Il est indispensable au succès de tout mouvement qui aide à la formation d'une nation que ce mouvement soit dirigé par des individus possédant une grande noblesse de caractère. Quelque excellent que puisse être un mouvement et même s'il tend vers le but le plus noble, il échouera s'il n'est dirigé par des hommes d'un caractère élevé, droits et sincères. On ne peut construire une bonne maison avec de mauvaises briques ; on ne peut construire une grande nation avec des citoyens mauvais ou indifférents.
Il est par conséquent d'une importance vitale que l'éducation donnée par une nation à sa jeunesse comprenne la formation du caractère par des méthodes religieuses et morales. Une éducation qui laisse de côté la religion et la moralité n'est pas vraiment une éducation (129).
L'ÉDUCATION RELIGIEUSE
… À mon avis, la religion devrait imprégner l'éducation dans toutes ses phases, du berceau à la tombe. Car la religion n'est pas une série de doctrines mais bien une méthode de vie ; elle n'est pas un crédo que l'on doit répéter, mais une attitude envers la vie… Et il n'est rien de plus religieux que d'enseigner aux esprits jeunes à reconnaitre la Loi et de collaborer avec elle dans les limites de la loi humaine et de la conscience [220] individuelle… Je demanderais donc que l'on développe au même titre, dans l'éducation, la conscience sociale et la conscience individuelle. Les jeunes gens apprendront la différence qui existe entre les lois de la nature et celles de l'homme ; mais le respect de la loi leur enseignera que s'ils y contreviennent pour une raison de conscience, ils devront, accepter les souffrances qui en découleront. Car c'est ainsi qu'ils rendent à la fois leurs devoirs envers eux-mêmes et envers la société (130).

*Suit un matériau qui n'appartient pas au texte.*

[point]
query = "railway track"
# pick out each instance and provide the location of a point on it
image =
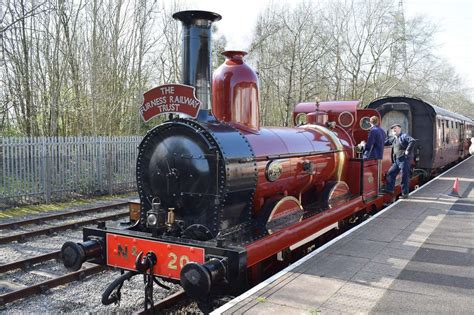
(57, 216)
(52, 229)
(165, 303)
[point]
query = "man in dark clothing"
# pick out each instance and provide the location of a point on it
(375, 142)
(402, 153)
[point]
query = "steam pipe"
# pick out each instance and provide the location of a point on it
(196, 60)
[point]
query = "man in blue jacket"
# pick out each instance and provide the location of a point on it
(376, 140)
(402, 154)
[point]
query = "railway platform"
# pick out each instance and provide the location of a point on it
(415, 256)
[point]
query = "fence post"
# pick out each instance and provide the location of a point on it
(110, 171)
(99, 164)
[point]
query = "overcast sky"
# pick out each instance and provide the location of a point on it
(454, 19)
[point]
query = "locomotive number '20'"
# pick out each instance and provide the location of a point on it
(173, 264)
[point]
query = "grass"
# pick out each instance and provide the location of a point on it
(55, 206)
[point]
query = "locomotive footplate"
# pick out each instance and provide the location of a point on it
(120, 248)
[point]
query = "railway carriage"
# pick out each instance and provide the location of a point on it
(443, 137)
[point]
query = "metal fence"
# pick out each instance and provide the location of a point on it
(42, 169)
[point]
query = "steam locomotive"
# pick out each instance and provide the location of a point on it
(222, 199)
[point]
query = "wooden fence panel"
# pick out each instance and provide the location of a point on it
(41, 169)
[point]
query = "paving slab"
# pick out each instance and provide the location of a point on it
(415, 257)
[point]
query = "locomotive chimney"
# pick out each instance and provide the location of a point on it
(196, 60)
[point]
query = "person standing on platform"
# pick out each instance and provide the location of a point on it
(376, 140)
(402, 153)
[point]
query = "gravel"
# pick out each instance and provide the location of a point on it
(77, 297)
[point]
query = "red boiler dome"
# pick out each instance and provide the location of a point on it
(235, 92)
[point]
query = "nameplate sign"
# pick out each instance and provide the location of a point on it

Mais il est quelque chose qu'il ne faut jamais oublier. Le patriotisme est un sentiment d'amour. Il ne faut jamais mêler au patriotisme le poison de la haine, car la haine est la racine même des vices de même que l'amour est la racine des vertus. Lorsque le patriotisme est empoisonné par la haine envers d'autres pays, il devient maladif, il perd son essence et sa vitalité. L'évolution naturelle du patriotisme le porte à se muer en un sentiment d'amour envers toutes les nations et le nationalisme devient ainsi internationalisme. Le patriotisme est un pas vers cet amour immense et élevé qu'est l'amour de l'Humanité, couronne du monde de l'avenir. Mais le patriotisme imprégner du mal que répand le poison de la haine devient agressivité de race, insolence de race, tyrannie de race. Ces sentiments rapetissent le coeur et aveuglent l'intelligence. (129)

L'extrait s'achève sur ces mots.